Sleeping fast... if you want it and remember...

Dear reader,

how about this: a night owl writes about how to fall asleep fast. Well, that's me right now, right here! I like the night, because it's quiet, calm and peaceful. The hectic of the day is gone. I get creative a lot of times at night.

Actually much like with my current way of dealing with pain, my fast sleep method is borrowed. It's an idea I heard from Richard Bandler. He says, the problem insomniacs have is that they give themselves bad suggestions. They talk to themselves in their head in a fast and hectic voice ("Talk to themselves in their head? I don't do that!" That's exactly the talking in your head I'm writing about.) and go on about "can't get to sleep" on and on. Of course you're never going to get to sleep that way! It comes close to the old "don't think of a pink elephant". Okay, you may also keep yourself awake thinking about the past or the future or both. Whatever it is, it's no good, because you're keeping yourself awake when you should sleep!

So Bandler's idea is to slow down your inner voice. I don't think I've talked about this to someone face to face yet. It was always online somehow. Lately what I think worked best as an explaination is to remind people of when one person starts yawning, you start yawning, too. So if you talk fast, you can't get to sleep. Slow down your inner voice, make it sleepy and you'll fall asleep with it.

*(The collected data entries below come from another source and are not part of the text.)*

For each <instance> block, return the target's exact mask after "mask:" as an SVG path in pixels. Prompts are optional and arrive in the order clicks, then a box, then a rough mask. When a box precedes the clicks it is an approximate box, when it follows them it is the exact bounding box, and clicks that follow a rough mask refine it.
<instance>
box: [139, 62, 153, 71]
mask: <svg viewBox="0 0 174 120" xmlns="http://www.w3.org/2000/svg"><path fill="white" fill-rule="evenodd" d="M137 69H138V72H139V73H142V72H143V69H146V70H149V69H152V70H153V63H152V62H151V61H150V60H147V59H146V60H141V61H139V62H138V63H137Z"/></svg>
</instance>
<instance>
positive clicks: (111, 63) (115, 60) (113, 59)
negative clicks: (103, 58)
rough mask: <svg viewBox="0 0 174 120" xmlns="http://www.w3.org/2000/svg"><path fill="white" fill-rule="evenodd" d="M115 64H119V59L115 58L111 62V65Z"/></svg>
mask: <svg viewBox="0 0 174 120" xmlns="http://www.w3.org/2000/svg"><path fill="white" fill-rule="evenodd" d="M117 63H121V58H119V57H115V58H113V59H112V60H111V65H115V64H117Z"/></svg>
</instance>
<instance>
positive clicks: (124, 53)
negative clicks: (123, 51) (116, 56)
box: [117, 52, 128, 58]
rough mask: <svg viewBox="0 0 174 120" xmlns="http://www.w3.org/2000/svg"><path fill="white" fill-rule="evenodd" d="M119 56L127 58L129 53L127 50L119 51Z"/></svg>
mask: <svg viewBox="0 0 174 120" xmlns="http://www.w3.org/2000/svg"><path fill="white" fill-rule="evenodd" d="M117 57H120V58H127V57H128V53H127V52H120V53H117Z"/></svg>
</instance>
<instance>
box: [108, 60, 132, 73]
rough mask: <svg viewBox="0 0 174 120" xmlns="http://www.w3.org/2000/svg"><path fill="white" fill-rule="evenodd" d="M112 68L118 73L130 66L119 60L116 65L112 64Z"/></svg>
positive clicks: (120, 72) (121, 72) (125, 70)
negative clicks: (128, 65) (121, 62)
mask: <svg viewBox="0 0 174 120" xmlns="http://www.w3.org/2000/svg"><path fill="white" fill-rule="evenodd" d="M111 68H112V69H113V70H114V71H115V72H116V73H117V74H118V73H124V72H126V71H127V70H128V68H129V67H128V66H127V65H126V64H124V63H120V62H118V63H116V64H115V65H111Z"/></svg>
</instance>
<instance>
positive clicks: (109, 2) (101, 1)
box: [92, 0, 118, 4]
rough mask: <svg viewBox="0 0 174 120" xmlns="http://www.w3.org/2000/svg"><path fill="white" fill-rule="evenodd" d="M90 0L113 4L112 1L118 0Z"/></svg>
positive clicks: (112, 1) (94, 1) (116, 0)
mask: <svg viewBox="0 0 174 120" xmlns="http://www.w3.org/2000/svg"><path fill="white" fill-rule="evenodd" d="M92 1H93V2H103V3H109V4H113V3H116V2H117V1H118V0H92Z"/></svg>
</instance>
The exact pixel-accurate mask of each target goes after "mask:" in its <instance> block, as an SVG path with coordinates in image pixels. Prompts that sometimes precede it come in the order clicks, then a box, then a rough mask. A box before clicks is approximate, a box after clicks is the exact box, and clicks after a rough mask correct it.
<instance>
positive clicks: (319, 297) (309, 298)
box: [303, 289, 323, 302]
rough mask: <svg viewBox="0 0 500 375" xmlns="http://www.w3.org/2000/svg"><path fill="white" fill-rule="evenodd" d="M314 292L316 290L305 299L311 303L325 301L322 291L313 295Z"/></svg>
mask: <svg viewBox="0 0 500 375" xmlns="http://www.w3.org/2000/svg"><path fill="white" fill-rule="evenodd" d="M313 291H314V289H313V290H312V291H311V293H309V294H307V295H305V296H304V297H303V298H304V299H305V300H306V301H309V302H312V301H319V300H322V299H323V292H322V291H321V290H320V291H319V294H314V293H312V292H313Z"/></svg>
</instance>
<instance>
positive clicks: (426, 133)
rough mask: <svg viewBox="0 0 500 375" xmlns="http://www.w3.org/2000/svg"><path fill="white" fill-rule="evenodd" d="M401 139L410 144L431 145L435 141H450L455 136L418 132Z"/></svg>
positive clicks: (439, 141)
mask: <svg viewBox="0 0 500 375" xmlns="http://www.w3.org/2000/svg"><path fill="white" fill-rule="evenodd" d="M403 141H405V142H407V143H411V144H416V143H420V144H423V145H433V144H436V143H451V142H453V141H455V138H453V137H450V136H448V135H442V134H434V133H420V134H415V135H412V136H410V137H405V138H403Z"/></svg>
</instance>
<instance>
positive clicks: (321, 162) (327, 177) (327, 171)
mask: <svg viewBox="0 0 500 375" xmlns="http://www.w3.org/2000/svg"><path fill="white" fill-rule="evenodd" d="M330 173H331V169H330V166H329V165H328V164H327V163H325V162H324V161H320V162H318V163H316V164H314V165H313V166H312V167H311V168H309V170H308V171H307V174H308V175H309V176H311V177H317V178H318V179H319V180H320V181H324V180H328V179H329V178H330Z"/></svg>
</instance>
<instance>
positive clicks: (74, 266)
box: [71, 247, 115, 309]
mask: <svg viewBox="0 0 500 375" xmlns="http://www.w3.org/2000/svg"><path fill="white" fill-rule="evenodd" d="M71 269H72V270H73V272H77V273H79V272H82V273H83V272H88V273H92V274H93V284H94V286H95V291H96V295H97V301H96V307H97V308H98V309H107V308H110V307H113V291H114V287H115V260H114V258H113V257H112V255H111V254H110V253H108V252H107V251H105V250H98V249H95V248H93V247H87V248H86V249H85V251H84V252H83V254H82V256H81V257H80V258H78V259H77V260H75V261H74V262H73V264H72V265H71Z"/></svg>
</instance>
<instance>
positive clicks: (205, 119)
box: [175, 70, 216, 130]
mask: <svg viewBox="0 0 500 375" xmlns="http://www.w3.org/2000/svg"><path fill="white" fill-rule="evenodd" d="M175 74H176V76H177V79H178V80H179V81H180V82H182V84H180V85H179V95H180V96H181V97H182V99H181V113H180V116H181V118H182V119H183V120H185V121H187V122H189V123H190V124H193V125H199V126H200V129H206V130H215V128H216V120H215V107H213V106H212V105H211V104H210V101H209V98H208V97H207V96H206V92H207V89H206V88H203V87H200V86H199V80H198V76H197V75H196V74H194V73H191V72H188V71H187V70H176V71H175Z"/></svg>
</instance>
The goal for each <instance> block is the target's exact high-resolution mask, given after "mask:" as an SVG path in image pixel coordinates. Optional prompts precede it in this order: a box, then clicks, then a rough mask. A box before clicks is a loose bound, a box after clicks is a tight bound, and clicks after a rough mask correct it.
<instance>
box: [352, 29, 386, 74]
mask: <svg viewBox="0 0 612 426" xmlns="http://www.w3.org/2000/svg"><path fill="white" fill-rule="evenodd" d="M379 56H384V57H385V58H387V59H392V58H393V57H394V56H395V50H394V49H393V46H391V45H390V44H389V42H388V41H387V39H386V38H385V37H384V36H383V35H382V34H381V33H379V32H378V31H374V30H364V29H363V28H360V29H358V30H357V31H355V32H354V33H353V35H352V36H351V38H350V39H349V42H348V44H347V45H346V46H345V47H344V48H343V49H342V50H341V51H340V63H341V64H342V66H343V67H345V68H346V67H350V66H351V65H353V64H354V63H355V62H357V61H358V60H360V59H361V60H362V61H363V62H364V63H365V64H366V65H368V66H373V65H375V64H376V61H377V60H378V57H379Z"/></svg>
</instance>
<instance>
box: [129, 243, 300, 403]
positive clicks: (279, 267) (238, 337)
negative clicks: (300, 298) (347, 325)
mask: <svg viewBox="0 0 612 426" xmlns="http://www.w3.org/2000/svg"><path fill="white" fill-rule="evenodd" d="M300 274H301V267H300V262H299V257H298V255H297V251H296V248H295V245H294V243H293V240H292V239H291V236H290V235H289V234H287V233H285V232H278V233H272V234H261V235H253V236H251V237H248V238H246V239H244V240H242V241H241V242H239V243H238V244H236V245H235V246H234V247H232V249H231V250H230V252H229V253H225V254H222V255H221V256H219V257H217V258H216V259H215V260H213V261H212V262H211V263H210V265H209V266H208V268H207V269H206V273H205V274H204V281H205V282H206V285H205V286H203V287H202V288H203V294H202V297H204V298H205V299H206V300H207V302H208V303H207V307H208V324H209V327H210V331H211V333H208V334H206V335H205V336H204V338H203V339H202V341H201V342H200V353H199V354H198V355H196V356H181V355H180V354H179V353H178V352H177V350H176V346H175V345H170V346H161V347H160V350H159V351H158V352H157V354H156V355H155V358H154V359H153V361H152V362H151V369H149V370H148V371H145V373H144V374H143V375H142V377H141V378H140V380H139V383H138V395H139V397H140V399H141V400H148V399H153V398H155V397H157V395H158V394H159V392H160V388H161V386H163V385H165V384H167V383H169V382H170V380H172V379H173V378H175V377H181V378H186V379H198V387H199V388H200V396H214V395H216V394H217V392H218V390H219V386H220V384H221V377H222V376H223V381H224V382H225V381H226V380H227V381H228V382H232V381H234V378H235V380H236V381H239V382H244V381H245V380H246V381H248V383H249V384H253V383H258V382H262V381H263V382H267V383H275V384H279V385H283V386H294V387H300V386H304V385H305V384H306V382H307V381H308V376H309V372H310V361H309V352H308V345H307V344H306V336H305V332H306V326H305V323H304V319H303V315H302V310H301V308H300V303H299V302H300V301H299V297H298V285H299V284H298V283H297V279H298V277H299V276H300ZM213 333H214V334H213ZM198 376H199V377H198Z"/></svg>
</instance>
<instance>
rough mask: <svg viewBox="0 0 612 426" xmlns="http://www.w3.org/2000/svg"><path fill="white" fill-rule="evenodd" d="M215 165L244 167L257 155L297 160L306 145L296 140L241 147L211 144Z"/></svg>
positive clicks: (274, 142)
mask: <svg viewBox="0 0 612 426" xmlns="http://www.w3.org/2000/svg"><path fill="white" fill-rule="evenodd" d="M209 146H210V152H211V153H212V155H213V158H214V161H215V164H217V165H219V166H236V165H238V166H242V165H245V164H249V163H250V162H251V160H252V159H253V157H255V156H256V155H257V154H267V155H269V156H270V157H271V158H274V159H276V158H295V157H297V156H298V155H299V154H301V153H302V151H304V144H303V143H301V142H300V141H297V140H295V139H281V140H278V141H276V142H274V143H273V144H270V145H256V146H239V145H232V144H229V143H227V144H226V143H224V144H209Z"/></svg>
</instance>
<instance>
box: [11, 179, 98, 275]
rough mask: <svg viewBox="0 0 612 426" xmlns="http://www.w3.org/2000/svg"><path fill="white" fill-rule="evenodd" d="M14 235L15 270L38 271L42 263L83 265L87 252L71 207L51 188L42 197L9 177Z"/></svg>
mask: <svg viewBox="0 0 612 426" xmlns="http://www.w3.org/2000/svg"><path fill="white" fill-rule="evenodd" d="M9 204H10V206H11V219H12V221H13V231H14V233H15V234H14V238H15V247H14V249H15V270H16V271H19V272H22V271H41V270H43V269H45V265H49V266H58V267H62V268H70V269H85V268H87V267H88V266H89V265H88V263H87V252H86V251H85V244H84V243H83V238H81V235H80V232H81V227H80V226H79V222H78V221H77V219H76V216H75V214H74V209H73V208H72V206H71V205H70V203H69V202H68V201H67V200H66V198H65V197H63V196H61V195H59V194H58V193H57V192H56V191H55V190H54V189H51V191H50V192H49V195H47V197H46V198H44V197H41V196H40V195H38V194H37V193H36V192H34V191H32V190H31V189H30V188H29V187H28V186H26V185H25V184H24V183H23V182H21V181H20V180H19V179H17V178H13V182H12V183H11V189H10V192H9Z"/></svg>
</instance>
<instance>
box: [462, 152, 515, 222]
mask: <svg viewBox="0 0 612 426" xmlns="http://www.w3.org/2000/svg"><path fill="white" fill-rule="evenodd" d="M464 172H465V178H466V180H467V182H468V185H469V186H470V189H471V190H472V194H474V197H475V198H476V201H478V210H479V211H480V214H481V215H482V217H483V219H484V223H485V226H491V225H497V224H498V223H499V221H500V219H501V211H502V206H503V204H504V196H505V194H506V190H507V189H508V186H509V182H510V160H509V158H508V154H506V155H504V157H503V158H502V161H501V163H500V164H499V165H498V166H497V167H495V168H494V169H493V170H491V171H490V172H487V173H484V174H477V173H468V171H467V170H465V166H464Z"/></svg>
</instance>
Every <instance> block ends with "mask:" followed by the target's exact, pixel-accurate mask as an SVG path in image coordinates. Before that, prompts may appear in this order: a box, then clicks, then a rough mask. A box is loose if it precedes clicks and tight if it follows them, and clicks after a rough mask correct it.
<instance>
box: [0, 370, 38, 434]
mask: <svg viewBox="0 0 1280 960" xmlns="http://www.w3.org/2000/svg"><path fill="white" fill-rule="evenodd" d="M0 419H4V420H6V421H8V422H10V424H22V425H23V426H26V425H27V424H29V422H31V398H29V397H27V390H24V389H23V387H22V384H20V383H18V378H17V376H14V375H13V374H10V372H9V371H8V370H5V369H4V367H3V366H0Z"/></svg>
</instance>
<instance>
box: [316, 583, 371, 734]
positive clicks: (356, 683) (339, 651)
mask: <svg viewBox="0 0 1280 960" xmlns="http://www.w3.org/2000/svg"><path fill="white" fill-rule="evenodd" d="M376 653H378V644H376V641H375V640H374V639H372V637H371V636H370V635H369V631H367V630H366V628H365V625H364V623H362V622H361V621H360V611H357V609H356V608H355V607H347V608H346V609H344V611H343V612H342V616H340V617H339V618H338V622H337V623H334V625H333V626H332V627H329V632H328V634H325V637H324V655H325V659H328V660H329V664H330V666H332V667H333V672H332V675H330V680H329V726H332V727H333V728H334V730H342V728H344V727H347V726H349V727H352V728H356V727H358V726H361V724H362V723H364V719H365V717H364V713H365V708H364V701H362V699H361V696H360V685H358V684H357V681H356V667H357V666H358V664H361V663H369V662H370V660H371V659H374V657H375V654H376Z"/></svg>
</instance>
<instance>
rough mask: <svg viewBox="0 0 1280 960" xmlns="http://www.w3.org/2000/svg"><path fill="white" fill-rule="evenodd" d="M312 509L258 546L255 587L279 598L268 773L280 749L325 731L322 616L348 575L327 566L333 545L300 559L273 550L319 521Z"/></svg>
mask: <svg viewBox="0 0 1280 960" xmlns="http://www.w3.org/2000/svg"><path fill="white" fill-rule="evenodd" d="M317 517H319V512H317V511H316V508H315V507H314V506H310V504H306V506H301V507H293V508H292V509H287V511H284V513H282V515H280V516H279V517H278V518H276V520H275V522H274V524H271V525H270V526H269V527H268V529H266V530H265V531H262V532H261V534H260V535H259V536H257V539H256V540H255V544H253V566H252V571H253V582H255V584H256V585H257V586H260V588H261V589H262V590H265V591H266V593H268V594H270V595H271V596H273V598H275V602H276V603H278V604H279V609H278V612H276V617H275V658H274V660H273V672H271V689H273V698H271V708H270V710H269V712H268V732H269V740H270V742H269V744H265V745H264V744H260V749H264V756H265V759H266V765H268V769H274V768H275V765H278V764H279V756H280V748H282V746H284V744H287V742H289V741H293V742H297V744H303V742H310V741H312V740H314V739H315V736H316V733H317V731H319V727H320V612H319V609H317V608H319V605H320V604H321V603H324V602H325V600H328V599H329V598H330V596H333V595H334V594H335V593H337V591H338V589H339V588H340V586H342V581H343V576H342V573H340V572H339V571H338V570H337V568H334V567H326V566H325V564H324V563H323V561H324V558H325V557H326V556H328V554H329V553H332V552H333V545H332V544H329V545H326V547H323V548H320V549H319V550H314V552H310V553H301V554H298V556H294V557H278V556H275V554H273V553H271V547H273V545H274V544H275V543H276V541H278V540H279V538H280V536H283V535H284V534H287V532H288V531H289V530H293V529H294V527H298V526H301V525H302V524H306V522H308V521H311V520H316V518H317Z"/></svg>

If people say they have trouble falling asleep, I always ask them what's going on in their head. So I don't right away go into "slow down your dialogue". I had one person, who told me that she saw images in her head. Like a movie where she'd "replay" the day or see what would be happening the next day and stuff like that. I told her to slow down the movie. Make it slow motion, like they did with the Matrix movies in the fight scenes. Slow it all down. I don't know if Bandler ever suggested that. I only remember him talking about the dialogue. But it made sense to me to tell her to slow down the movie, if she had pictures in her head.

I sometimes lay in bed late at night and can't get to sleep, mind you. This technique is something that requires discipline. When I can't get to sleep, I don't look at the clock. I know it'll only make it worse. It'll start me going: "Oh my, it's x now. I really have to go to sleep now!" It's useless dialogue, so I don't even go there and don't check on the time. Instead I go: "There you are again. You know what to do." And even with the second sentence, I'll start slowing down. I may even go back to other thoughts I've been thinking, but it'll be slow and maybe a yawn or two as well...

Like with many other NLP techniques, it's all about hitting that point of "Stop it. I want something else." Sometimes it even takes me some time to get to that point. But when I do, I get to sleep quite fast from there on.